I'm trying to draw an infinite field of tangent hexagons, and am having trouble determining the centers in the series, as you can see from my current result
Not sure how to format my formulas since it's code, I'll do my best:
oddColumn = (column % 2) - 1
offsetY = oddColumn * radius
centerX = diameter * column
centerY = diameter * row + offsetY
So as you can see, I'm currently offsetting the Y position by the radius for oddColumns, but that leads to the hexagons being horizontally detached.
I need to calculate the corresponding 'offsetX' for odd columns (which should be negative to draw the rectangles closer to the previous columns) but don't know a formula for this.
I think the change that you want is best accomplished by making the horizontal positions $\frac{\sqrt 3}2$ diameters apart.

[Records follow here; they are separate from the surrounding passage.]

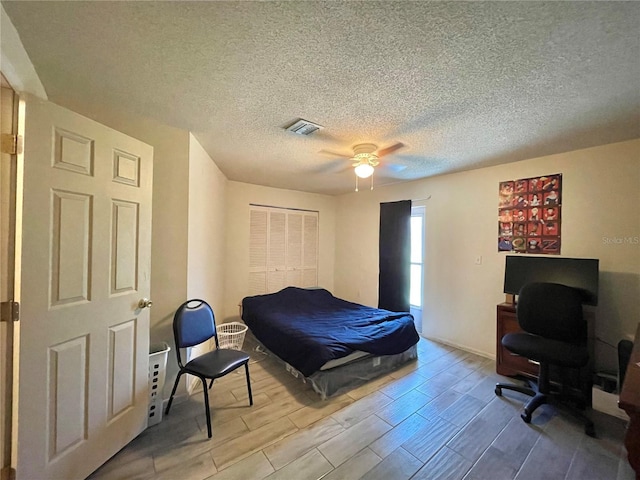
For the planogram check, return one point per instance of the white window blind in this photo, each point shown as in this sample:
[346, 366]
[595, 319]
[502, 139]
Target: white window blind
[283, 249]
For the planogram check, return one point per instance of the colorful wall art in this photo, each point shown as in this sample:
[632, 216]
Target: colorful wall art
[529, 212]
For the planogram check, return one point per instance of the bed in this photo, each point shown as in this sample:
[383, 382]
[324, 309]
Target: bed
[331, 343]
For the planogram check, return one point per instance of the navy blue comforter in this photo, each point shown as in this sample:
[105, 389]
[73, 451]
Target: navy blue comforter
[307, 328]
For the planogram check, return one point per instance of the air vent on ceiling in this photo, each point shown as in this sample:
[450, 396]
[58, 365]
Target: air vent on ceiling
[304, 127]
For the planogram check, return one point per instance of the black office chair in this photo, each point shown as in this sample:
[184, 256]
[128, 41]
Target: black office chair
[555, 334]
[194, 323]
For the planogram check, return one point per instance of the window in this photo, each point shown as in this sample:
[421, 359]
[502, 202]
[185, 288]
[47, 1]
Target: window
[283, 249]
[417, 265]
[417, 248]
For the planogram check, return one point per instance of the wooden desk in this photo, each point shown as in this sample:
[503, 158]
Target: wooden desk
[630, 402]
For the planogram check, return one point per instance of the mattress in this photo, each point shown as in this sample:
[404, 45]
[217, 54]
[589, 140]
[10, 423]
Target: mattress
[309, 329]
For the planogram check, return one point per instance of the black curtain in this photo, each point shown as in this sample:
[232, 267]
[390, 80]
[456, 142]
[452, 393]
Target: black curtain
[395, 256]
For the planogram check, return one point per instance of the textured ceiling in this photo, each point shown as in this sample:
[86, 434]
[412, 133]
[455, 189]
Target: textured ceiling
[461, 84]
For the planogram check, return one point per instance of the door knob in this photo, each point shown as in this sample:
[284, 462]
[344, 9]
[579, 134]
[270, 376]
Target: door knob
[145, 303]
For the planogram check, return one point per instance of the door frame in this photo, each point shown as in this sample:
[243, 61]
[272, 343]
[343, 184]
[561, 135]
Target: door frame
[10, 199]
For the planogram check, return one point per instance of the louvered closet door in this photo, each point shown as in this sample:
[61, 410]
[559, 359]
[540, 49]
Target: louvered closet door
[283, 249]
[310, 249]
[277, 258]
[294, 249]
[258, 252]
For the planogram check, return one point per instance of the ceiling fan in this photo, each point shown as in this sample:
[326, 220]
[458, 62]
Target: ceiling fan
[366, 157]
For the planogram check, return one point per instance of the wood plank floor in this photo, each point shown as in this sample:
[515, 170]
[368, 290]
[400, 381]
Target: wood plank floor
[435, 418]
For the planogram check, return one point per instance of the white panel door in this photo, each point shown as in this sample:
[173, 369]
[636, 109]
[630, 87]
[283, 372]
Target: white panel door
[83, 342]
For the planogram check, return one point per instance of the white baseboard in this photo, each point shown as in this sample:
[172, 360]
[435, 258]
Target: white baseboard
[461, 347]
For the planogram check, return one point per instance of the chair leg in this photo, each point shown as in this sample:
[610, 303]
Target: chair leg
[246, 369]
[527, 390]
[206, 404]
[173, 392]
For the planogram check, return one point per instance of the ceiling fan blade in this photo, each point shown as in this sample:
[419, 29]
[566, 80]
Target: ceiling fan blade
[394, 167]
[390, 149]
[331, 153]
[390, 170]
[333, 166]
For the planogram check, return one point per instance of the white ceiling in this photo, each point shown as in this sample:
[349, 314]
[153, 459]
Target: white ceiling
[461, 84]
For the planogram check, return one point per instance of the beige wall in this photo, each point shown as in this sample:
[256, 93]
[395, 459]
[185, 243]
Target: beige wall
[207, 211]
[239, 196]
[601, 200]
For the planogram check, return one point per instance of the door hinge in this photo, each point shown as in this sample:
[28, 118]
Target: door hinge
[9, 311]
[11, 144]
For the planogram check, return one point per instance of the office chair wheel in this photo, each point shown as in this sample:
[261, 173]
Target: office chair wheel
[590, 430]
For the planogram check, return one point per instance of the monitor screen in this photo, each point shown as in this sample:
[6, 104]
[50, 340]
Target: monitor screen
[580, 273]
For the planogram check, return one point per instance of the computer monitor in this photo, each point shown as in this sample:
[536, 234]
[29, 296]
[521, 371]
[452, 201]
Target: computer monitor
[579, 273]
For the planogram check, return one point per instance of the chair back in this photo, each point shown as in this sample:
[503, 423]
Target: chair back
[553, 311]
[193, 323]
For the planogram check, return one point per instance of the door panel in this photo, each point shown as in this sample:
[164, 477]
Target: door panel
[83, 341]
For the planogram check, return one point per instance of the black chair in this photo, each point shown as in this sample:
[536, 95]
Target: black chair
[194, 323]
[555, 334]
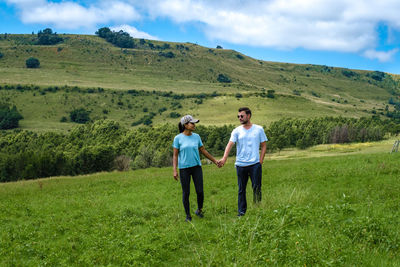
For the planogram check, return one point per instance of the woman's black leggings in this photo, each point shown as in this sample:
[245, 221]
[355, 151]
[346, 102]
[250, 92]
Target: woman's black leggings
[197, 175]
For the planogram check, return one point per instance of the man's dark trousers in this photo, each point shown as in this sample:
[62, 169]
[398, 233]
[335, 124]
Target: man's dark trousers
[243, 174]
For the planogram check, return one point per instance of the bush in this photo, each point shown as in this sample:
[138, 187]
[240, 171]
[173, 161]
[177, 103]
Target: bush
[121, 39]
[174, 115]
[47, 37]
[9, 117]
[271, 93]
[223, 78]
[32, 63]
[167, 55]
[79, 115]
[122, 163]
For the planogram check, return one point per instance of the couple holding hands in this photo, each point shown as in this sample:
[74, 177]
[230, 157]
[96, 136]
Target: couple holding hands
[248, 138]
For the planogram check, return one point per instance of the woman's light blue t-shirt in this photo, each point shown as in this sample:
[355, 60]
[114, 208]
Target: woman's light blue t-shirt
[248, 144]
[188, 146]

The code might be ...
They should fit nicely once you do that.
**** EDIT
Label the vertices of a regular hexagon A through F starting at the top and proceeding clockwise.
The vertical height of the hexagon will be the distance between diametrically opposite points A and D.
The horizontal width of the hexagon will be the distance between the non diametrically opposite points F and B.
Consider the triangle FAB, since this is a regular hexagon... $$|FA=|AB| = r $$ and these two sides meet at an angle of 120 degrees.
Applying cosine Law ... $$ |FB|^2=r^2+r^2-2(r)(r)\cos(120)=3r^2 $$
So the width $|FB| = \sqrt 3 r = \frac {\sqrt 3}2 d$